L’obligation de défense de l’assureur responsabilité pour son assuré : l’ambiguïté profite toujours à l’assuré


Par Sophie Lecomte
Avocate

Dans l’arrêt Syndicat des copropriétaires Le Crystal de la montagne c. Crystal de la montagne, s.e.c., 2016 QCCS 3218, la Cour supérieure se penche sur l’étendue de l’obligation de l’assureur d’assumer la défense de son assuré à l’égard d’un recours en arrière-garantie intenté à son encontre. 

La question en litige est la suivante : la requête de type Wellington de l’assuré pour forcer son assureur à assumer sa défense est-elle recevable ?

Contexte

Le Syndicat des copropriétaires (ci-après, « Syndicat ») d’un immeuble de condominiums de luxe à Montréal a intenté un recours en vice caché, défauts de conception, d’installation et de réalisation des travaux à l’encontre du promoteur, des fiduciaires de ce promoteur et du Groupe Paquette. 

Le 29 mai 2012, suite à des pluies torrentielles, les drains d’évacuation de l’immeuble se sont révélés insuffisants et/ou défaillants, causant des dégâts d’eau à plusieurs étages de l’immeuble. 

À son tour, Groupe Paquette a intenté un recours en garantie contre les ingénieurs, plomberie d’Emco Corporation (ci-après, « Emco »), à titre de distributeur spécialisé dans la fourniture et contre Les tuyaux Logard inc. (ci-après, « Logard »), à titre de fabricant ayant fourni les drains, les joints mécaniques et les coudes du système. 

Groupe Paquette allègue que Logard doit être tenu responsable s’il est établi que les drains qu’il a fabriqués souffrent d’un vice grave. 

Puis, Emco a intenté un recours en arrière-garantie contre Logard. Il allègue qu’il doit être tenu responsable s’il est avéré que les collets de serrage fabriqués et fournis sont à l’origine du problème. 

Logard, assuré de Northbridge, a demandé à son assureur Northbridge de prendre fait et cause pour lui dans cette action. 

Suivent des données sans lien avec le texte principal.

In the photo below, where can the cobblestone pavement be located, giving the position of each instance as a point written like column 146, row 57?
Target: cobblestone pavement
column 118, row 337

L’assureur accepte quant aux procédures visant les dommages causés par les bris ou le déboitement des drains (recours en garantie) mais, il refuse quant aux procédures visant à récupérer les sommes nécessaires pour remplacer les drains de tout l’immeuble (recours en arrière-garantie).

Logard présente une requête de type Wellington pour forcer son assureur Northbridge à assumer sa défense dans le cadre des recours en arrière-garantie intentés à son encontre.

Décision et analyse

Par principe, l'obligation de défense de l’assureur est engagée dès lors que les allégations contenues dans les actes de procédure constituent une réclamation qui relève de la police d’assurance et qu’il existe un doute ou une simple possibilité que l’assuré soit couvert. La jurisprudence retient une acceptation large de la portée de l’obligation de défense énoncée à l’article 2503 du Code civil du Québec, laissée à l’appréciation casuistique des juges du fond.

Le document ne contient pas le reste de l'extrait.